Is it a great party? Sure it is. But I've been at Client conferences that make the Loeries look like a party with training wheels.

But more than all of this stuff about whether The Loeries should even exist when it doesn't measure effectiveness, and whether creative advertising ever works in the real world  - is the basic factor of motivation. How do we motivate creative thinkers, who as Chris Moerdyk rightly point out, are engaged in the incredibly frustrating world of having their ideas pecked to death by committees of geese everyday? 


Daniel Pink, in his essential-reading book : Drive (the surprising truth about what motivates us), draws on four decades of scientific research on human motivation, and exposes the mismatch between what science knows and what business does. "He demonstrates that while carrots and sticks worked successfully in the twentieth century, that’s precisely the wrong way to motivate people for today’s challenges.
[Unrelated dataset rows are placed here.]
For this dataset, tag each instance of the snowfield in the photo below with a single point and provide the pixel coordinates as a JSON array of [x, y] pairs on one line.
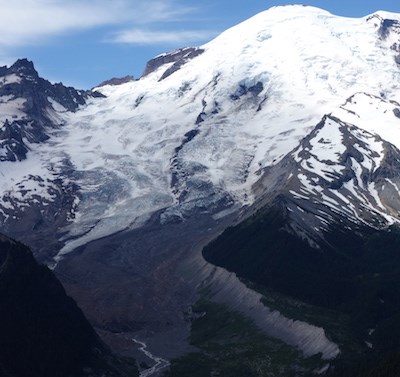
[[204, 133]]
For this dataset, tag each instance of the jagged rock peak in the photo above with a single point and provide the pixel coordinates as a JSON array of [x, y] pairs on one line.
[[179, 57], [116, 81]]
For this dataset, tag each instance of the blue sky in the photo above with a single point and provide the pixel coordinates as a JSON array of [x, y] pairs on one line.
[[82, 43]]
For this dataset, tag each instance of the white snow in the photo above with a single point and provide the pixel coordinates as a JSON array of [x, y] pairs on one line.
[[128, 147]]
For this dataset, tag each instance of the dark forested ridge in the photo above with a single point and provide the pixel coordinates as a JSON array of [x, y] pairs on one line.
[[353, 272], [42, 331]]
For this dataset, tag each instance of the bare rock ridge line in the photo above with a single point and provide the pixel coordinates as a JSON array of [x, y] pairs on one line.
[[228, 289]]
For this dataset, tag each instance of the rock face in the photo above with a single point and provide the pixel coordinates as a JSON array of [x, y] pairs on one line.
[[27, 106], [43, 332], [177, 58], [117, 80]]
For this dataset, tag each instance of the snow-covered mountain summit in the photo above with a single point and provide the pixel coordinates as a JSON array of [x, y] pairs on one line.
[[198, 131]]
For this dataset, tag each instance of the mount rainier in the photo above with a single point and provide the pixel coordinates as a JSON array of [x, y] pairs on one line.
[[278, 142]]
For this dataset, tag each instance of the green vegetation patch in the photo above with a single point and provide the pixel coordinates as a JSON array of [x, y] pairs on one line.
[[231, 345]]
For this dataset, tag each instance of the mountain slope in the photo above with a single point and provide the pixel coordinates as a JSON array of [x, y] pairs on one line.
[[43, 331], [284, 128]]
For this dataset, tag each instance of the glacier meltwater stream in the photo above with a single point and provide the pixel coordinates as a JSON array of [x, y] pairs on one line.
[[159, 362]]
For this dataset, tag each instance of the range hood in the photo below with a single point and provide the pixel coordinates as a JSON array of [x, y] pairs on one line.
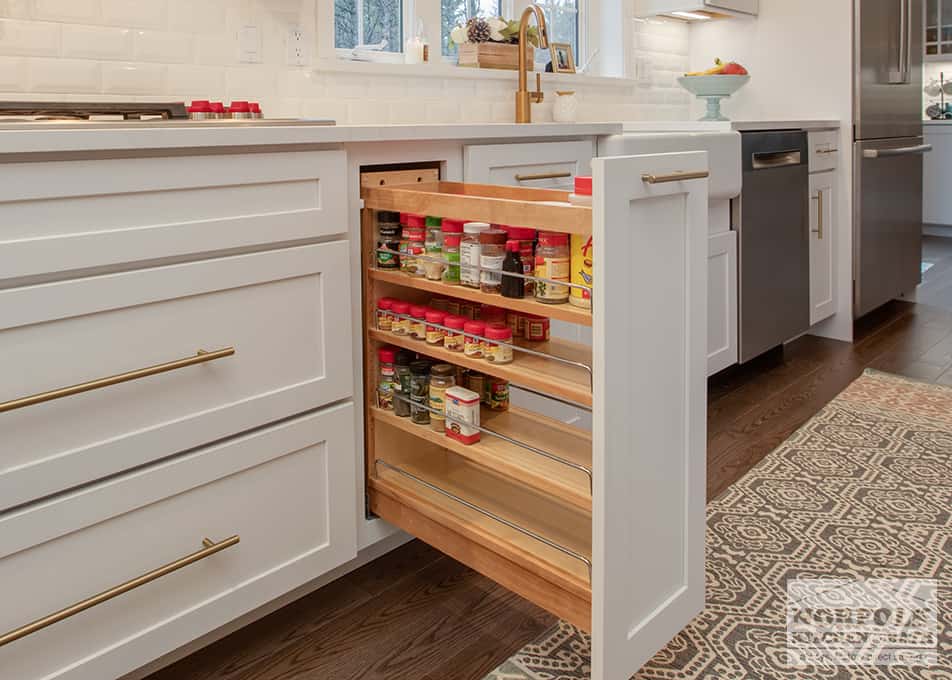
[[697, 10]]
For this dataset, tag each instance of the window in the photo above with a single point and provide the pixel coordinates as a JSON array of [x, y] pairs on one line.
[[368, 23], [456, 12]]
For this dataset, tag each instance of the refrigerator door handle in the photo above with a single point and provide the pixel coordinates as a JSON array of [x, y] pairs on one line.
[[902, 151]]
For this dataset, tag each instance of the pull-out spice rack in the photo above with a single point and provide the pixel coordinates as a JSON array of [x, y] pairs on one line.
[[517, 504]]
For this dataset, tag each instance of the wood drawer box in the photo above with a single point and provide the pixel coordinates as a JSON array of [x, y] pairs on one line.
[[278, 309], [60, 216], [824, 150], [287, 491]]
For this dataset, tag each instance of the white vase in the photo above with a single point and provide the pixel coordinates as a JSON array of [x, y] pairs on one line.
[[565, 109]]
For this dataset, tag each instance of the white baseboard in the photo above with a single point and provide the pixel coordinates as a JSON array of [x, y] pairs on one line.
[[937, 230], [363, 557]]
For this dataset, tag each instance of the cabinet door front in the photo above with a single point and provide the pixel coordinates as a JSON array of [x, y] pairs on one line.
[[649, 435], [822, 301]]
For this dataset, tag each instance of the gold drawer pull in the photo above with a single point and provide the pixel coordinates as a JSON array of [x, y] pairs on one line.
[[63, 614], [675, 177], [200, 357], [543, 175]]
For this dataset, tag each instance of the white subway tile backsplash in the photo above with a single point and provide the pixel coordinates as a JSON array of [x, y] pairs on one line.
[[64, 75], [132, 78], [13, 74], [163, 46], [75, 11], [32, 38], [97, 42], [136, 13], [188, 49]]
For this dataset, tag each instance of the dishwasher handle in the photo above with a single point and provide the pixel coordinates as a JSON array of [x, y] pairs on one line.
[[766, 160], [902, 151]]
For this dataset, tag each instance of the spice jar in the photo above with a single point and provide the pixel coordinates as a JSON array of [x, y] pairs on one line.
[[418, 322], [433, 265], [492, 251], [536, 328], [442, 377], [498, 394], [581, 249], [473, 345], [513, 286], [384, 317], [498, 345], [401, 387], [553, 263], [526, 239], [469, 253], [435, 335], [388, 239], [419, 392], [400, 324], [387, 378], [453, 340]]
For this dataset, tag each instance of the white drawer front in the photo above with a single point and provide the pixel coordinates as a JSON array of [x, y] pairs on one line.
[[545, 164], [60, 216], [281, 311], [286, 491], [824, 150]]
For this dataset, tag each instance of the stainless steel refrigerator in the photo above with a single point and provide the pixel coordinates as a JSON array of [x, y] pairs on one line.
[[887, 150]]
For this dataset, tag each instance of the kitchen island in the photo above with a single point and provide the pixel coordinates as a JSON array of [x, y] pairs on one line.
[[215, 406]]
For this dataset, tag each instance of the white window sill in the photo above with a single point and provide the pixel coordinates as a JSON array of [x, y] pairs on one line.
[[443, 69]]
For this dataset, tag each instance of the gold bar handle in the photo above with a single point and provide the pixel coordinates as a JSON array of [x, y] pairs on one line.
[[678, 176], [208, 550], [200, 357], [543, 175]]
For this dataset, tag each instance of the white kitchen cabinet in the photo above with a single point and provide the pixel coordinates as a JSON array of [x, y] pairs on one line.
[[542, 164], [276, 309], [64, 215], [822, 247], [721, 301], [607, 530], [936, 171], [647, 8], [285, 491]]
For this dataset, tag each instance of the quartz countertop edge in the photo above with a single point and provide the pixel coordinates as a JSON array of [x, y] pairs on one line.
[[54, 137]]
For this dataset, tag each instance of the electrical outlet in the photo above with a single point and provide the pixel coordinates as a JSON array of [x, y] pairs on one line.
[[297, 47]]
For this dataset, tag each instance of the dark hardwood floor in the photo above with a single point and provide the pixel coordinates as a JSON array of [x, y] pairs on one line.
[[415, 614]]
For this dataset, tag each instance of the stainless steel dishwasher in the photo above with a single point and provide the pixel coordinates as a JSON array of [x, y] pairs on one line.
[[772, 220]]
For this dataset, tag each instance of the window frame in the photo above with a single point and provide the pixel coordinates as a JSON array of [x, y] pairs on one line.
[[430, 12]]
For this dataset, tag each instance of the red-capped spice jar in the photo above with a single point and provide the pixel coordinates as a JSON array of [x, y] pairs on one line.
[[526, 238], [418, 322], [473, 343], [536, 328], [497, 348], [239, 110], [435, 335], [400, 324], [454, 338], [384, 314]]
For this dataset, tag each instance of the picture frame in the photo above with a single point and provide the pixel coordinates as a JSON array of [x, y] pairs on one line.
[[563, 61]]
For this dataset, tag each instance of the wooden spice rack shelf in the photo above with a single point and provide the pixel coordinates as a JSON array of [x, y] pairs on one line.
[[562, 312], [547, 376], [512, 206], [501, 457]]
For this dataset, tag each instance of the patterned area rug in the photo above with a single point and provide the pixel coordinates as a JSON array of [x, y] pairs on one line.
[[863, 490]]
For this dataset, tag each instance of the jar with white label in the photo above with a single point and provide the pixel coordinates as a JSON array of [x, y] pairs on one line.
[[469, 253]]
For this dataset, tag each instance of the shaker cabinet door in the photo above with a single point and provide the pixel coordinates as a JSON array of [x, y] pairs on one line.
[[649, 422]]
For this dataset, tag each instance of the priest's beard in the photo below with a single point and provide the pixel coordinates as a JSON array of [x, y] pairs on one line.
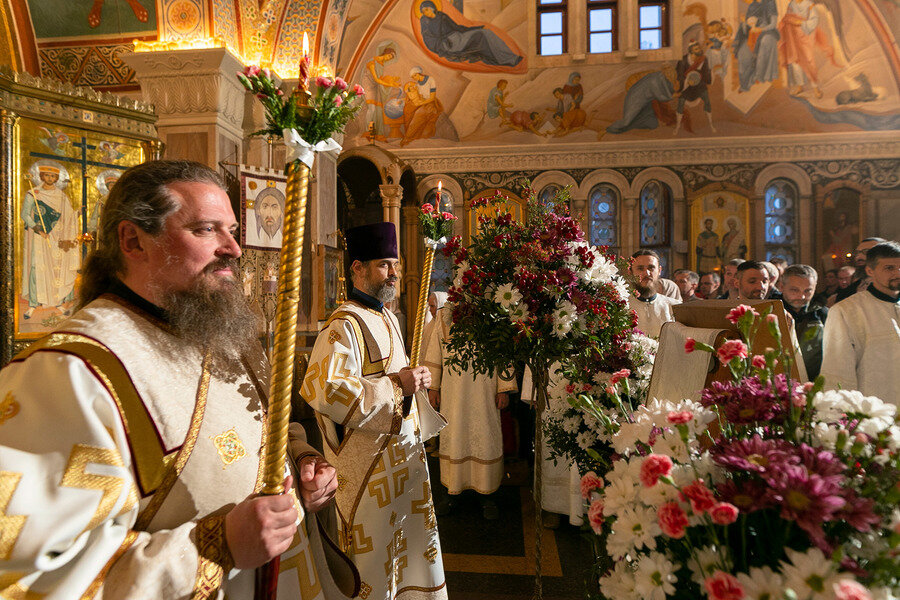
[[215, 317]]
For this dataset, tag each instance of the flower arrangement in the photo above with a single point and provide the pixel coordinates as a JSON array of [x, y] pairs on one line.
[[534, 292], [764, 489], [331, 105], [436, 224]]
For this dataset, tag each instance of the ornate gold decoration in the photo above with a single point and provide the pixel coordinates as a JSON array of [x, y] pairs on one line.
[[422, 306], [229, 446], [215, 558], [285, 326], [10, 525], [307, 577], [8, 408], [76, 476]]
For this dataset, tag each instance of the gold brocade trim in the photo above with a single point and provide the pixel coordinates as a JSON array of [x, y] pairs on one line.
[[8, 408], [151, 459], [92, 589], [184, 453], [214, 557]]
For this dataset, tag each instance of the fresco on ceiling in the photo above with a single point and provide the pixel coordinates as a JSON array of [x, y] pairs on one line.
[[748, 67], [67, 19]]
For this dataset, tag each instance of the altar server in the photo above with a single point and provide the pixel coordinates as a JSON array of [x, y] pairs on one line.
[[861, 349], [471, 451], [374, 422], [131, 437]]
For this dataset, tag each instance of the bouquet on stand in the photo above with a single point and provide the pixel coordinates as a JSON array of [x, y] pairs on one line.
[[765, 489], [535, 293]]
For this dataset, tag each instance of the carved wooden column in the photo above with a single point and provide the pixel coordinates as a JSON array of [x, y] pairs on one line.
[[199, 101]]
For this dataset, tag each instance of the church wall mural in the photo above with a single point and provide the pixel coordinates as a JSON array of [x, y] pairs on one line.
[[442, 76]]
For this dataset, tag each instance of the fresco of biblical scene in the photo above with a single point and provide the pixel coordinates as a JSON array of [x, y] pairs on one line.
[[719, 230], [746, 67], [66, 177], [262, 207]]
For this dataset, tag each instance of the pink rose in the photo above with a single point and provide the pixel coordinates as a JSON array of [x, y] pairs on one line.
[[847, 589], [739, 311], [724, 513], [654, 467], [722, 586], [731, 349], [590, 482], [595, 516], [701, 497], [672, 520], [679, 417]]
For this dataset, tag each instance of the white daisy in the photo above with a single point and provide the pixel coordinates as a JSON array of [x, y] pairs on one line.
[[655, 577]]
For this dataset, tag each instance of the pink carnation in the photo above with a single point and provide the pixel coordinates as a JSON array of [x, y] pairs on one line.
[[739, 311], [672, 520], [724, 513], [590, 482], [722, 586], [654, 467], [847, 589], [732, 349], [679, 417], [595, 516], [701, 497]]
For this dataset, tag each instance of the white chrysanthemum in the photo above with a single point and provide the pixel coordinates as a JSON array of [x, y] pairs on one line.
[[519, 313], [507, 296], [704, 563], [655, 577], [620, 582], [761, 584], [809, 574]]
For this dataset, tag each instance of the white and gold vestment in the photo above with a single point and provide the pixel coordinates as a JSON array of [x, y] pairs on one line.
[[120, 455], [471, 451], [385, 512]]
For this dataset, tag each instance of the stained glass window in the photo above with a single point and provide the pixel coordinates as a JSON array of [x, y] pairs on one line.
[[656, 210], [604, 210], [781, 221]]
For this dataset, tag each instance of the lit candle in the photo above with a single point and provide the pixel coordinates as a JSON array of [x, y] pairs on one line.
[[303, 81]]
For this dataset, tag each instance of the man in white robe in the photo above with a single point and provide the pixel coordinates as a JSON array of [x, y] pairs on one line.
[[652, 309], [471, 453], [131, 438], [861, 349], [374, 418]]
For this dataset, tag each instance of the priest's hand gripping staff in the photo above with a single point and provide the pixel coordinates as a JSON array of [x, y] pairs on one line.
[[307, 122]]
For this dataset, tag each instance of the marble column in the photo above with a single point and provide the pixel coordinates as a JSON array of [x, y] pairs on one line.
[[199, 101]]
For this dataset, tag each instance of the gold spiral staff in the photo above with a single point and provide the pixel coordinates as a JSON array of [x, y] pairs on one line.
[[285, 328], [422, 305]]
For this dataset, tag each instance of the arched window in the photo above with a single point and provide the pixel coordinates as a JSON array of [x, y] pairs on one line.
[[656, 211], [781, 220], [603, 201]]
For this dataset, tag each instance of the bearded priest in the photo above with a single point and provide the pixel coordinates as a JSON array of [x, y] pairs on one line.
[[374, 417], [131, 437]]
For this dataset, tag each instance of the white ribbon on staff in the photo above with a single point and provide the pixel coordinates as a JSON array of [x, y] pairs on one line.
[[300, 149]]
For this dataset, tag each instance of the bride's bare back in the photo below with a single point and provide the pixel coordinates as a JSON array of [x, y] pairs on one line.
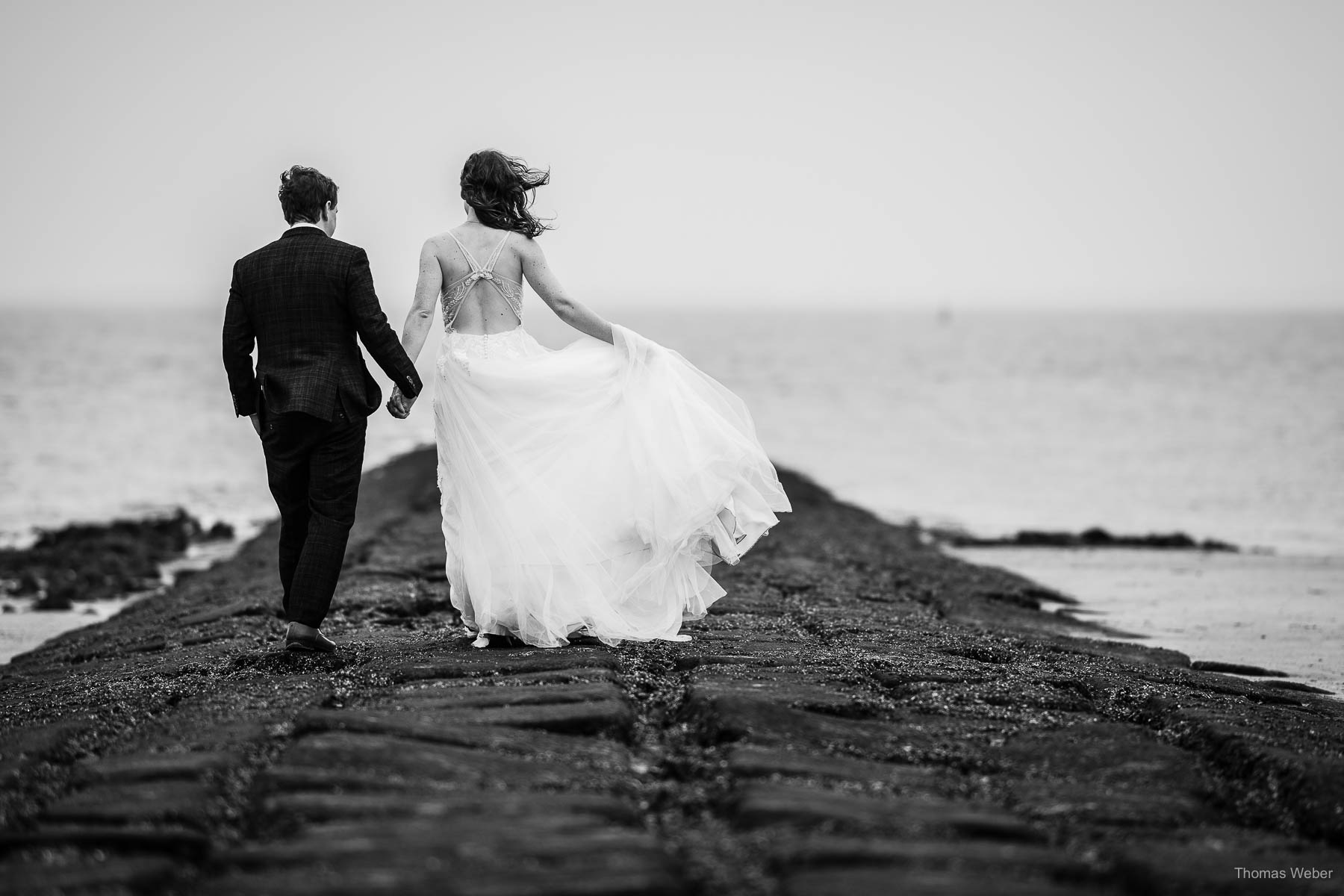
[[482, 277], [487, 304]]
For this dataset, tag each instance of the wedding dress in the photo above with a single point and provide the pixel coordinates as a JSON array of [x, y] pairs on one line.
[[588, 489]]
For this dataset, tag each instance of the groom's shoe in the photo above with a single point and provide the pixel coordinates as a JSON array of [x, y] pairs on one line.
[[305, 640]]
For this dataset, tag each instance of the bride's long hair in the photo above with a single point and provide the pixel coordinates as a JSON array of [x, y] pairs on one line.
[[500, 190]]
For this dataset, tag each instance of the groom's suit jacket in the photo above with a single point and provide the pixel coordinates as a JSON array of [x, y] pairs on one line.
[[302, 300]]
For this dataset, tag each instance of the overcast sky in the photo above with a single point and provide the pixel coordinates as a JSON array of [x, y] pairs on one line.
[[996, 153]]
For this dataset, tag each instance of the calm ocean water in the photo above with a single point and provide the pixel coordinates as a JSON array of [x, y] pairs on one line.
[[1226, 426]]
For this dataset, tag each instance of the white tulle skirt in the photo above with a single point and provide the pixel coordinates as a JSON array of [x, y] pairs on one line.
[[589, 489]]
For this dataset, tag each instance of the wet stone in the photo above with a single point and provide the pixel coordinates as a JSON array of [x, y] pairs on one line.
[[445, 729], [105, 876], [420, 761], [759, 762], [889, 882], [559, 809], [769, 805], [485, 662], [497, 696], [1086, 802], [155, 766], [835, 850], [166, 840], [149, 801]]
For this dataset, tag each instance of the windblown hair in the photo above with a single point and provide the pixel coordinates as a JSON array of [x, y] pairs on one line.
[[500, 188], [304, 193]]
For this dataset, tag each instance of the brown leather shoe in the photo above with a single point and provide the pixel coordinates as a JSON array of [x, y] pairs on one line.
[[316, 642]]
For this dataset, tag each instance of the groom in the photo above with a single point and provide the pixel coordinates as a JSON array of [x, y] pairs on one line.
[[302, 300]]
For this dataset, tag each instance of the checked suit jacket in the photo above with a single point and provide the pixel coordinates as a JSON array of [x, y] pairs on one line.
[[302, 300]]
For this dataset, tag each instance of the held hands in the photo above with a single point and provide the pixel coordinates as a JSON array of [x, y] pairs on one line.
[[398, 405]]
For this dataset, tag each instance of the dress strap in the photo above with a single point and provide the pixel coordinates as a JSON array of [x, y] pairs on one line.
[[495, 255]]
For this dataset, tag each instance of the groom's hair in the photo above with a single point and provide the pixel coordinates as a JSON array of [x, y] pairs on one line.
[[304, 193]]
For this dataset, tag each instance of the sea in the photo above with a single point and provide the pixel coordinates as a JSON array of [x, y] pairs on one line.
[[1222, 425]]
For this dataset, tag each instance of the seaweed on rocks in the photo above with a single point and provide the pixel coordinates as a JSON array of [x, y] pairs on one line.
[[93, 561]]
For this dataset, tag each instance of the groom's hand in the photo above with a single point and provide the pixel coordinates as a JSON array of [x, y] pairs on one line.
[[398, 405]]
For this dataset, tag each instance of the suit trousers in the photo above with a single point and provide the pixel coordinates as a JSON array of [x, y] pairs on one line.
[[312, 467]]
In Drive, he examines the three elements of true motivation—autonomy, mastery, and purpose". It turns out that Creative people (and these are not just in ad agencies) are motivated by these factors, more than by money and money-based incentive.  They are intrinsically motivated by the almost impossible task to do something that has never been done, the challenge, the craft. A quote from his book by Tom Kelly, GM, IDEO, is "the ultimate freedom for creative groups is the freedom to experiment with new ideas. Some skeptics insist that innovation is expensive. In the long run, innovation is cheap. Mediocrity is expensive...".

The last point I would make is this: a recent study seems to to confirm a 1993 study on what the most important criteria were to SA Marketers in the selection of an ad agency. In the 1993 study, the top two criteria were equally important: they were "creative reputation" and "understand my business". In a new study conducted by two Professors at UNISA in 2010, they found that the : "Critical selection criteria mostly include issues related to functionality, reputation and price... When advertisers appoint advertising agencies, the level of creativity is considered by 99% of respondents to be either critical (81%) or important (19%)."  How, then, in heavens name does an agency get a 'creative reputation' without entering and winning awards? It's the ad agencies' own marketing tool, using a factor that is relevant to their clients. And if it wasn't relevant, why do marketers rate it so highly?

To go back to that figure of 20% of advertising being wasted: Chris Moerdyk estimates the value of that to be R4billion a year. Imagine if, of the remaining 80%, only 10% (if that)  is as good creatively as it should or could be. That means that around R14billion's worth of SA's advertising  is mediocre. Now that is a real waste.